Anyone who thinks advertising will influence news copy is “so far off-base. That’s not going to happen at all,” said Rich Alfano by phone. Alfano starts Monday as a general manager at the Morning News. His responsibilities include the sports department, as well as health care and education.

Alfano said the newspaper industry is arriving late to the integration concept. At 51, he has spent more than 20 years in the media, mostly with consumer magazines. As president of Golf magazine in the late 1990s, he supervised the editor, the publisher for advertising sales and the general manager of the Web site.

“Other media went to these strategies many years ago,” Alfano said. “I had overall long-term strategic responsibility for the business.” His job, which he envisioned replicating at the Morning News, was to keep the editors happy while “developing long-term growth for the advertising side. It was more of a process of getting different sides of the business to be in synch with each other.”

Similarly, Tracy Martin Taylor is the GM for the Morning News’ entertainment and travel/luxury “segments.” Taylor is already in the publisher’s role at Quick, the paper’s free entertainment tabloid.

For newsroom journalists, the issue of salespeople’s presence in a newsroom’s chain of command might not be put to rest so easily. As the idea took shape over the last year, newsroom staffers discussed it, their supervisors said. They asked the questions a journalist would.

Who decides conflicts between advertisers and journalists? Whose values prevail?

Kelly McBride, ethics group leader at Poynter, said the editor-publisher relationship works well “when you have two people who are respectful and understand the other’s responsibilities and (who) listen well.”

“I’d be looking for training for both the section editors and the general managers,” McBride told me by phone. “The section editors will need to understand more about how the business side works. And business people will need to understand the principles of independent journalism.”

Bob Steele, Nelson Poynter Scholar for Journalism Values, said he worries about competing values between news and sales forces.

Steele said he does not subscribe to a “Chinese wall” analogy between the news and business sides, but rather uses a picket-fence analogy.

“You can talk over the picket fence. If there’s a gate, you can go back and forth,” he said. But ultimately, each side returns home “and honors the values on the journalism side or the business side of the fence. Both can be legitimate, but they are in tension with each other.”

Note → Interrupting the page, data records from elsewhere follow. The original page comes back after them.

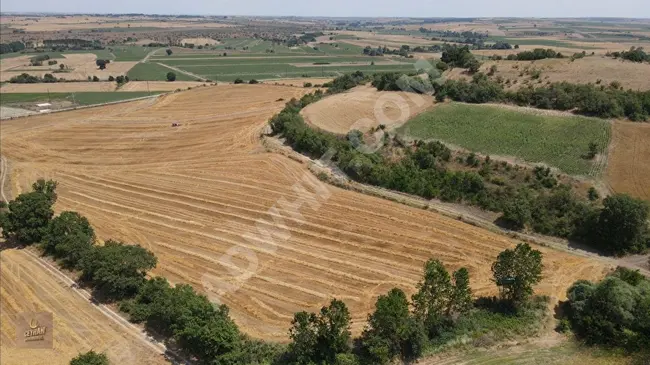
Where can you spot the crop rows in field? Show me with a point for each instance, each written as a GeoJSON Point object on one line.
{"type": "Point", "coordinates": [557, 140]}
{"type": "Point", "coordinates": [192, 193]}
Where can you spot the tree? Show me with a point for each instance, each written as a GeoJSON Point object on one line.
{"type": "Point", "coordinates": [391, 331]}
{"type": "Point", "coordinates": [214, 341]}
{"type": "Point", "coordinates": [117, 270]}
{"type": "Point", "coordinates": [101, 64]}
{"type": "Point", "coordinates": [28, 216]}
{"type": "Point", "coordinates": [90, 358]}
{"type": "Point", "coordinates": [461, 294]}
{"type": "Point", "coordinates": [516, 271]}
{"type": "Point", "coordinates": [320, 337]}
{"type": "Point", "coordinates": [431, 302]}
{"type": "Point", "coordinates": [68, 236]}
{"type": "Point", "coordinates": [622, 224]}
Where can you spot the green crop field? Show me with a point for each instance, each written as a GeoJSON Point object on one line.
{"type": "Point", "coordinates": [154, 72]}
{"type": "Point", "coordinates": [558, 141]}
{"type": "Point", "coordinates": [132, 53]}
{"type": "Point", "coordinates": [81, 98]}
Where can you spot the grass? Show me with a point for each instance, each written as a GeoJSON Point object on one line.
{"type": "Point", "coordinates": [539, 42]}
{"type": "Point", "coordinates": [80, 98]}
{"type": "Point", "coordinates": [558, 141]}
{"type": "Point", "coordinates": [154, 72]}
{"type": "Point", "coordinates": [132, 53]}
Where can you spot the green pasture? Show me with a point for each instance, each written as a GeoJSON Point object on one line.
{"type": "Point", "coordinates": [558, 141]}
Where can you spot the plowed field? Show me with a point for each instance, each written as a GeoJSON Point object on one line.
{"type": "Point", "coordinates": [628, 170]}
{"type": "Point", "coordinates": [194, 192]}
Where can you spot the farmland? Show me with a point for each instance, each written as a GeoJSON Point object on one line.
{"type": "Point", "coordinates": [78, 98]}
{"type": "Point", "coordinates": [364, 108]}
{"type": "Point", "coordinates": [533, 136]}
{"type": "Point", "coordinates": [628, 170]}
{"type": "Point", "coordinates": [79, 326]}
{"type": "Point", "coordinates": [192, 193]}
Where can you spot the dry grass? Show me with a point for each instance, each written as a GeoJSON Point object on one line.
{"type": "Point", "coordinates": [78, 325]}
{"type": "Point", "coordinates": [61, 87]}
{"type": "Point", "coordinates": [193, 192]}
{"type": "Point", "coordinates": [628, 170]}
{"type": "Point", "coordinates": [586, 70]}
{"type": "Point", "coordinates": [45, 24]}
{"type": "Point", "coordinates": [199, 41]}
{"type": "Point", "coordinates": [364, 108]}
{"type": "Point", "coordinates": [79, 66]}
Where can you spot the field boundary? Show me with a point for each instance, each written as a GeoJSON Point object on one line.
{"type": "Point", "coordinates": [94, 105]}
{"type": "Point", "coordinates": [462, 213]}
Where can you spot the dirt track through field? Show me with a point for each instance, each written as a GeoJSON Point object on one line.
{"type": "Point", "coordinates": [193, 192]}
{"type": "Point", "coordinates": [28, 285]}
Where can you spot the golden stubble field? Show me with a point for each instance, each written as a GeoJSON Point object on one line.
{"type": "Point", "coordinates": [628, 170]}
{"type": "Point", "coordinates": [196, 192]}
{"type": "Point", "coordinates": [27, 286]}
{"type": "Point", "coordinates": [364, 108]}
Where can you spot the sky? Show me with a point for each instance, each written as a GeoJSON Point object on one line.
{"type": "Point", "coordinates": [346, 8]}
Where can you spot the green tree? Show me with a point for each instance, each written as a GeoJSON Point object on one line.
{"type": "Point", "coordinates": [320, 337]}
{"type": "Point", "coordinates": [516, 271]}
{"type": "Point", "coordinates": [90, 358]}
{"type": "Point", "coordinates": [69, 237]}
{"type": "Point", "coordinates": [622, 224]}
{"type": "Point", "coordinates": [215, 341]}
{"type": "Point", "coordinates": [117, 270]}
{"type": "Point", "coordinates": [28, 216]}
{"type": "Point", "coordinates": [431, 302]}
{"type": "Point", "coordinates": [461, 294]}
{"type": "Point", "coordinates": [391, 331]}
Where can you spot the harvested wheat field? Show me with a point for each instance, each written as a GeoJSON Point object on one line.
{"type": "Point", "coordinates": [208, 190]}
{"type": "Point", "coordinates": [364, 108]}
{"type": "Point", "coordinates": [628, 170]}
{"type": "Point", "coordinates": [300, 82]}
{"type": "Point", "coordinates": [59, 87]}
{"type": "Point", "coordinates": [159, 85]}
{"type": "Point", "coordinates": [78, 327]}
{"type": "Point", "coordinates": [581, 71]}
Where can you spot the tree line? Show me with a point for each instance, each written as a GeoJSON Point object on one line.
{"type": "Point", "coordinates": [602, 101]}
{"type": "Point", "coordinates": [442, 308]}
{"type": "Point", "coordinates": [614, 312]}
{"type": "Point", "coordinates": [617, 226]}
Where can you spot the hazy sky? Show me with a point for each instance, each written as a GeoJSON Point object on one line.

Morning News Publisher and CEO Jim Moroney told the Observer, “Just [because] a business person has an editorial person reporting to him or her doesn’t mean our content is now for sale or that the salespeople, the business people, the publisher will dictate to the newsroom what content they choose to publish or not.”

It’s about coordinating the elements that produce, market and support the journalism, others at the Morning News say.

Yates, the sports editor, said that under the new arrangement, “There could be opportunities that are addressed because they go straight to the general manager.”

“What if we wanted to do a special section on an upcoming event? A big golf tournament? There’s no reason” to do so “if it’s not generating revenue. It would be good if the sports editor, the general manager and others involved could sit down around the table and decide whether they think this is a product for which they can get revenue. It’s a question of commitment. A general manager sort of acts as a champion of the idea.”

While the section editors like Yates report to the general managers, the organizational chart also includes a dotted line from the section editors to Managing Editor George Rodrigue and to Mong.

Mong will remain “deeply involved” in content issues, he told me by phone. The company also has to be more financially stable, he said. “We’ve got more stability than we had a few years ago,” he said, and this plan, he suggested, would solidify it.